I have a similar problem. I have a text item that I want to be unit size (one pixel size) like my other unit graphic items (and then the user can scale them.) What font (setPointSize) needs to be set? (Also what setTextWidth and what setDocumentMargin?) The advantage of this design is that you don't need to treat the scaling of text items different than the scaling of any other shape of graphics item. (But I don't have it working yet.)

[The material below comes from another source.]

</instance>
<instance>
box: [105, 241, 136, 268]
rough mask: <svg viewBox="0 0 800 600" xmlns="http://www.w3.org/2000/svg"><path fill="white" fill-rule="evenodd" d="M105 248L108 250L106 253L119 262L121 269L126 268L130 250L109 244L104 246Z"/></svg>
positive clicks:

Also, a user interface issue: if the user changes the font size, does the item change size? Or does it stay the same size and the text wrap differently, leaving more or less blank space at the end of the text? When the user appends new text, does the font size change so all the text fits in the size of the shape, or does the shape size grow to accommodate more text? In other words, is it more like a flowchart app (where the shape size is fixed and the font shrinks), or like a word processor app (where the font size is constant and the shape (number of pages) grows?